Site information
- Type: Military Airfield

Location
- Coordinates: 52°32′10″N 011°26′27″E﻿ / ﻿52.53611°N 11.44083°E

Site history
- In use: 1936–1945
- Battles/wars: Western Front (World War II)

= Gardelegen Airfield =

Former airfield in Germany

Gardelegen Airfield is a former military airfield, located 5.0 km east of Gardelegen in Saxony-Anhalt, Germany.

==History==
Gardelgen Airfield was built in the late 1930s as a Luftwaffe airfield. Its history is undetermined during World War II. It is known that on 23 January 1945 a severe accident happened when a Ju 88 broke up during takeoff and crashed into a building, killing four in the ensuing fire.

The Americans moved into the area in late April 1945, It was used for casualty evacuation and battlefield supply by IX Air Service Command briefly before the German Capitulation on 8 May.
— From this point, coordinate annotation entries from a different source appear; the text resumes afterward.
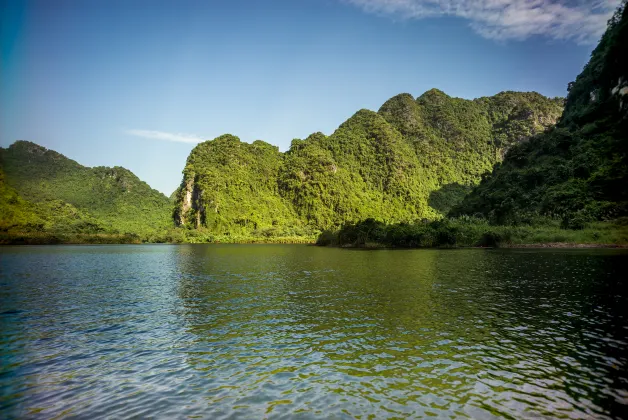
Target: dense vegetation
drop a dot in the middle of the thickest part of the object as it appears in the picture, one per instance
(47, 197)
(577, 171)
(386, 178)
(412, 160)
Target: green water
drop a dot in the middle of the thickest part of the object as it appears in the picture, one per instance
(255, 331)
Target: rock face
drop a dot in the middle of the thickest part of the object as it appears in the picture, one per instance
(577, 171)
(384, 164)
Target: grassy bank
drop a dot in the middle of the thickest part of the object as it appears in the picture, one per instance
(446, 233)
(471, 232)
(173, 236)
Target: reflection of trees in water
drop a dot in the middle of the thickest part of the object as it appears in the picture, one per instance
(556, 321)
(470, 330)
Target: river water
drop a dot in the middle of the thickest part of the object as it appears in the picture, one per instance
(291, 331)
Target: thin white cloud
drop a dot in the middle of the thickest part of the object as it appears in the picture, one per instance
(162, 135)
(582, 21)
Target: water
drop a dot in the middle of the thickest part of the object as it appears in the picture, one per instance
(239, 331)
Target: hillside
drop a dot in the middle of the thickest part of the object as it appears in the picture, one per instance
(413, 159)
(45, 191)
(577, 171)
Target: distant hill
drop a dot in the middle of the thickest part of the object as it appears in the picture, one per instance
(413, 159)
(43, 190)
(577, 171)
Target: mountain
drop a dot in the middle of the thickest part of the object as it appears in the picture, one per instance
(42, 190)
(413, 159)
(578, 170)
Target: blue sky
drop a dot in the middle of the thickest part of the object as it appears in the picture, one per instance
(137, 83)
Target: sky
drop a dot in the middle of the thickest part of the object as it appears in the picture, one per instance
(138, 83)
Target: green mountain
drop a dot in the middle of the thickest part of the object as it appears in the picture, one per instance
(577, 171)
(411, 160)
(44, 191)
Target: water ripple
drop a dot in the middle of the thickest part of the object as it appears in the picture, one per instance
(303, 332)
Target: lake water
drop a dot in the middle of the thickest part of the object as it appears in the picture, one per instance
(255, 331)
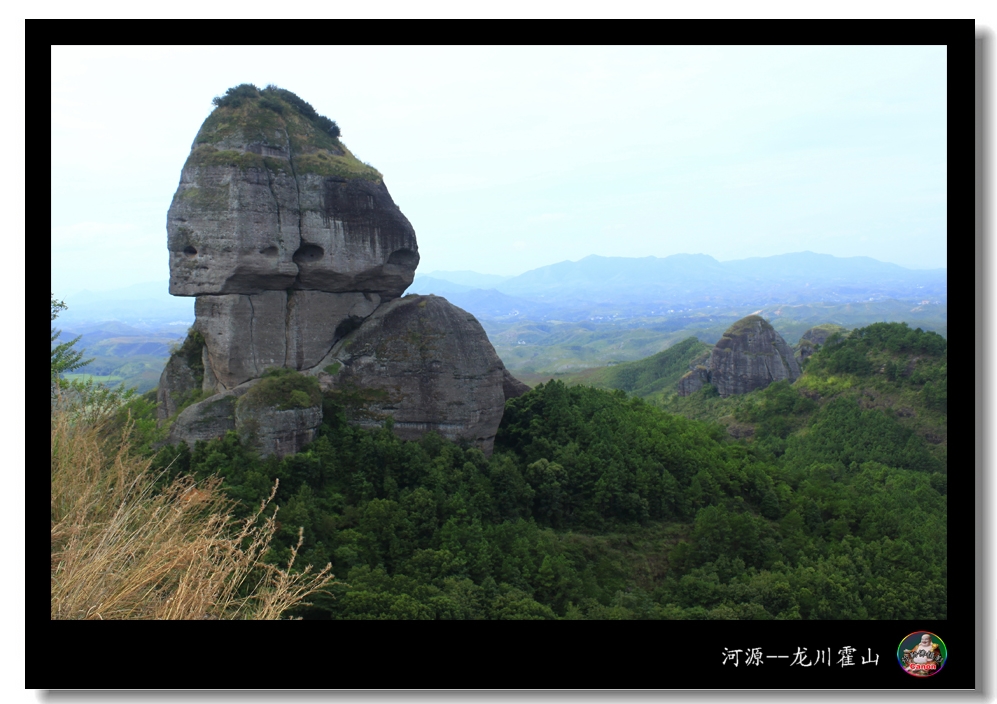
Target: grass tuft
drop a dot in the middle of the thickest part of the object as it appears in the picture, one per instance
(123, 549)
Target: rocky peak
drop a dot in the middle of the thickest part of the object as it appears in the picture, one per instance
(298, 256)
(269, 199)
(750, 355)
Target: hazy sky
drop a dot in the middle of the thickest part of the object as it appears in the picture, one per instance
(505, 159)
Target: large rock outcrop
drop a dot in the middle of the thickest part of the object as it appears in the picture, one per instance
(298, 256)
(429, 365)
(750, 355)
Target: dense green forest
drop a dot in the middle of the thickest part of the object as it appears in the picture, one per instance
(829, 504)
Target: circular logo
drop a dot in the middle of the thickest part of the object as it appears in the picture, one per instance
(922, 654)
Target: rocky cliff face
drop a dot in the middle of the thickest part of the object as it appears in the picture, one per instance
(297, 256)
(750, 355)
(814, 338)
(427, 364)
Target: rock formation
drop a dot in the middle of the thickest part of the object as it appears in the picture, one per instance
(297, 256)
(814, 338)
(750, 355)
(429, 365)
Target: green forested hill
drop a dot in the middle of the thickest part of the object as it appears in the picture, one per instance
(644, 377)
(600, 505)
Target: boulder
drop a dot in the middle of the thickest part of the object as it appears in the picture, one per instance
(277, 432)
(511, 386)
(268, 200)
(297, 256)
(426, 364)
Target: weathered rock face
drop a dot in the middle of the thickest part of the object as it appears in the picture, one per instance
(247, 334)
(175, 384)
(749, 356)
(182, 377)
(815, 337)
(693, 381)
(428, 365)
(209, 419)
(277, 432)
(269, 201)
(297, 256)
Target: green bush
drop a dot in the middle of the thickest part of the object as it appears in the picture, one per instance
(283, 389)
(234, 97)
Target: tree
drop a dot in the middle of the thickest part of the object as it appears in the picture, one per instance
(64, 357)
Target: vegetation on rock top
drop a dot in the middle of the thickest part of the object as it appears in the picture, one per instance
(275, 117)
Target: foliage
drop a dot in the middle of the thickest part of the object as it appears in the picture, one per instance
(234, 97)
(321, 121)
(125, 546)
(64, 357)
(283, 389)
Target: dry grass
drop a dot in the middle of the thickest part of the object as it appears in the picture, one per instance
(121, 549)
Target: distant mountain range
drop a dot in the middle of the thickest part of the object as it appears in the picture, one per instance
(147, 306)
(613, 286)
(594, 288)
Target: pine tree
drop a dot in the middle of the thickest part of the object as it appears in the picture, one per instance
(64, 357)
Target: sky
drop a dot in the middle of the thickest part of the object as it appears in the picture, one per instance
(505, 159)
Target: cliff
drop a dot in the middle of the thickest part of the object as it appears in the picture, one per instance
(297, 256)
(750, 355)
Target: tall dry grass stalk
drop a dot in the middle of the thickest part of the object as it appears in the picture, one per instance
(123, 550)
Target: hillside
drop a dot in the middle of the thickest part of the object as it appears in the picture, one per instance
(824, 499)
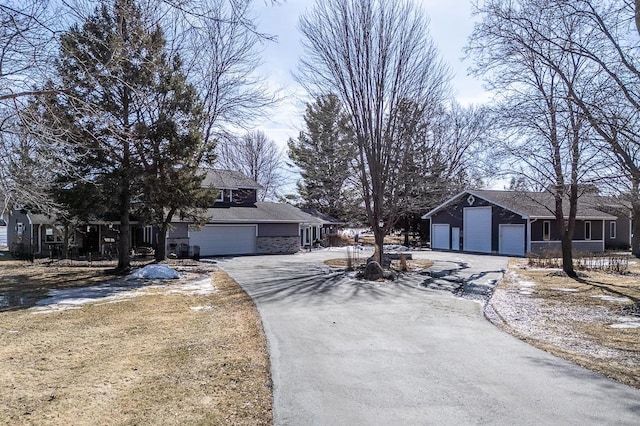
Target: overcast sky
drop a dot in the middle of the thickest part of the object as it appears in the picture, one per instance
(451, 24)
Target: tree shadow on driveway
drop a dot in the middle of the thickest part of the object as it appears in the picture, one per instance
(317, 288)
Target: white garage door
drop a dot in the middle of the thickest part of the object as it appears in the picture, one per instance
(477, 229)
(440, 236)
(221, 240)
(512, 240)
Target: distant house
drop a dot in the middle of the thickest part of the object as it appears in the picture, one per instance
(238, 224)
(517, 222)
(40, 235)
(329, 227)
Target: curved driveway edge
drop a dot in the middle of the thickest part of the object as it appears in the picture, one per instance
(345, 352)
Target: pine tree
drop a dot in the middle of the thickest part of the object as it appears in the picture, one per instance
(131, 118)
(323, 155)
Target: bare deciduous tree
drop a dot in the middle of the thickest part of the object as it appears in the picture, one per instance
(374, 55)
(258, 157)
(544, 129)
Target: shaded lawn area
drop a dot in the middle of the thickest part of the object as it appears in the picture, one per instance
(589, 321)
(160, 358)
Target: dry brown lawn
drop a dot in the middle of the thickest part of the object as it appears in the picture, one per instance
(588, 321)
(160, 358)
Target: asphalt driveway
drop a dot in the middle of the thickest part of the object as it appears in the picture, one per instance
(346, 352)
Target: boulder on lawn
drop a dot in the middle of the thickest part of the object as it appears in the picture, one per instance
(373, 271)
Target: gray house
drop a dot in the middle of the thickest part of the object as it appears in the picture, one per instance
(238, 224)
(518, 222)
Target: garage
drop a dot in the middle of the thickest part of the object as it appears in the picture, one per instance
(216, 240)
(440, 236)
(477, 229)
(512, 240)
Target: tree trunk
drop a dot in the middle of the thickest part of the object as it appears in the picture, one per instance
(124, 247)
(406, 231)
(567, 256)
(635, 237)
(379, 241)
(161, 249)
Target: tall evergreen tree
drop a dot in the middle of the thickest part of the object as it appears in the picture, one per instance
(131, 117)
(323, 154)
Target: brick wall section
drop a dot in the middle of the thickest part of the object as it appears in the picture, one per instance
(277, 245)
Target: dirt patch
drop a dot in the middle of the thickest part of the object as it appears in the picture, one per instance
(591, 321)
(165, 357)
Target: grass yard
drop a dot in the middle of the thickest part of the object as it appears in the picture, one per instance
(593, 321)
(164, 357)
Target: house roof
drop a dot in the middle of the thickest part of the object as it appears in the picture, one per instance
(229, 179)
(529, 204)
(263, 212)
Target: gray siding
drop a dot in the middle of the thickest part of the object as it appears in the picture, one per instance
(277, 245)
(278, 230)
(578, 246)
(180, 230)
(578, 234)
(623, 231)
(453, 216)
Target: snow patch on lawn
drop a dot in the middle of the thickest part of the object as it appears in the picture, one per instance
(626, 322)
(75, 298)
(526, 287)
(613, 298)
(158, 271)
(201, 308)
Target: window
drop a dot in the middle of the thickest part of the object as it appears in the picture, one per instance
(546, 230)
(148, 235)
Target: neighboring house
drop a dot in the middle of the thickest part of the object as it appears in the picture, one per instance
(517, 222)
(329, 228)
(41, 236)
(237, 224)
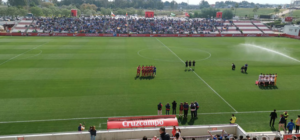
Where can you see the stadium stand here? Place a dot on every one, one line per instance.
(247, 27)
(22, 26)
(262, 27)
(228, 28)
(199, 132)
(123, 26)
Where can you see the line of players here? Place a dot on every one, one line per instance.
(189, 64)
(146, 71)
(267, 79)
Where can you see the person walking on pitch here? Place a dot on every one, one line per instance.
(273, 116)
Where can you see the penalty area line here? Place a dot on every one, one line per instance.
(21, 54)
(90, 118)
(200, 78)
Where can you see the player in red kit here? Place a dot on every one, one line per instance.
(138, 71)
(143, 70)
(147, 71)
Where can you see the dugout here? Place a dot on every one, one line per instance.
(292, 30)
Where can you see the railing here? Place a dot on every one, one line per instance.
(197, 131)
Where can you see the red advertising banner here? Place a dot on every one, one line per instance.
(141, 122)
(145, 35)
(219, 15)
(74, 13)
(290, 136)
(149, 14)
(139, 35)
(289, 19)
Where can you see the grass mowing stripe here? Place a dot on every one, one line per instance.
(89, 118)
(199, 77)
(21, 54)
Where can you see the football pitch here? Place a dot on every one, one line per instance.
(51, 84)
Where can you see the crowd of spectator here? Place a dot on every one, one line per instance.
(128, 25)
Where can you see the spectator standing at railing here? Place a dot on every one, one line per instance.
(193, 110)
(286, 115)
(281, 123)
(177, 137)
(180, 109)
(197, 107)
(297, 124)
(93, 132)
(232, 119)
(174, 131)
(186, 109)
(174, 106)
(168, 109)
(79, 127)
(163, 134)
(159, 109)
(290, 126)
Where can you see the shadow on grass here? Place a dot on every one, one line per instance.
(144, 78)
(268, 87)
(184, 121)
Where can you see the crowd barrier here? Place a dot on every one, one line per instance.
(137, 35)
(148, 35)
(126, 134)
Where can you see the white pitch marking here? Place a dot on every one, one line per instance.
(270, 50)
(21, 54)
(200, 78)
(34, 55)
(172, 60)
(90, 118)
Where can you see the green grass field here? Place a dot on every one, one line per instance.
(46, 78)
(296, 14)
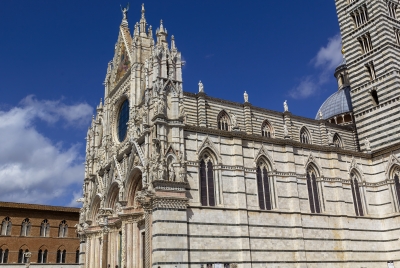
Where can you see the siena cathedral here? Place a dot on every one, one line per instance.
(179, 179)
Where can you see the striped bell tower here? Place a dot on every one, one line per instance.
(370, 31)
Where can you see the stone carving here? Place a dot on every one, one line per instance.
(285, 106)
(246, 97)
(171, 173)
(367, 144)
(201, 87)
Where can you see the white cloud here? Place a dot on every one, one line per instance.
(326, 60)
(34, 169)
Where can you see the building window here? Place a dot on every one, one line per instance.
(22, 257)
(223, 121)
(371, 70)
(207, 182)
(266, 129)
(360, 16)
(355, 190)
(63, 229)
(61, 256)
(365, 43)
(374, 96)
(305, 136)
(337, 141)
(45, 229)
(25, 227)
(263, 185)
(6, 226)
(123, 118)
(3, 255)
(312, 187)
(392, 9)
(42, 256)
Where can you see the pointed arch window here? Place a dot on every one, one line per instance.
(61, 256)
(42, 256)
(25, 227)
(337, 141)
(355, 190)
(3, 255)
(207, 192)
(45, 228)
(224, 122)
(6, 226)
(305, 136)
(266, 129)
(312, 188)
(63, 229)
(264, 187)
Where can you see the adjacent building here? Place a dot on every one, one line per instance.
(47, 232)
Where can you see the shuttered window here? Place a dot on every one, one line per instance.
(312, 188)
(207, 189)
(263, 185)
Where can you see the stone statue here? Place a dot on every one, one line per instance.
(234, 121)
(171, 173)
(246, 97)
(201, 87)
(285, 130)
(285, 106)
(125, 11)
(330, 137)
(367, 144)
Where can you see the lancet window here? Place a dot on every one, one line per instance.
(365, 43)
(264, 187)
(45, 228)
(207, 189)
(63, 229)
(312, 186)
(6, 226)
(61, 256)
(337, 141)
(305, 136)
(355, 190)
(224, 122)
(266, 129)
(4, 255)
(42, 256)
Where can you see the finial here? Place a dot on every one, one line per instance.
(201, 87)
The Americans withdrew from the area in July 1945 and the airfield was taken over by the Soviet Red Army as part of the Soviet Occupation Zone of Germany.

After the war the local inhabitants stripped the buildings to rebuild their own homes. Post war, the Russians took over the airfield, and it became a tank storage and repair depot, as it wasn't far from the Cold War front line, and it was envisaged that tanks would play a major part in any future warfare with the West. After German reunification, the country was keen to eradicate any memory of Russian occupation, and so the airfield was put to non military use.

Today the former airfield is an industrial area at the location, aptly called "Industriegebiet Fliegerhorst". The old airfield headquarters building was torn down in 2009; nothing remains of the airfield.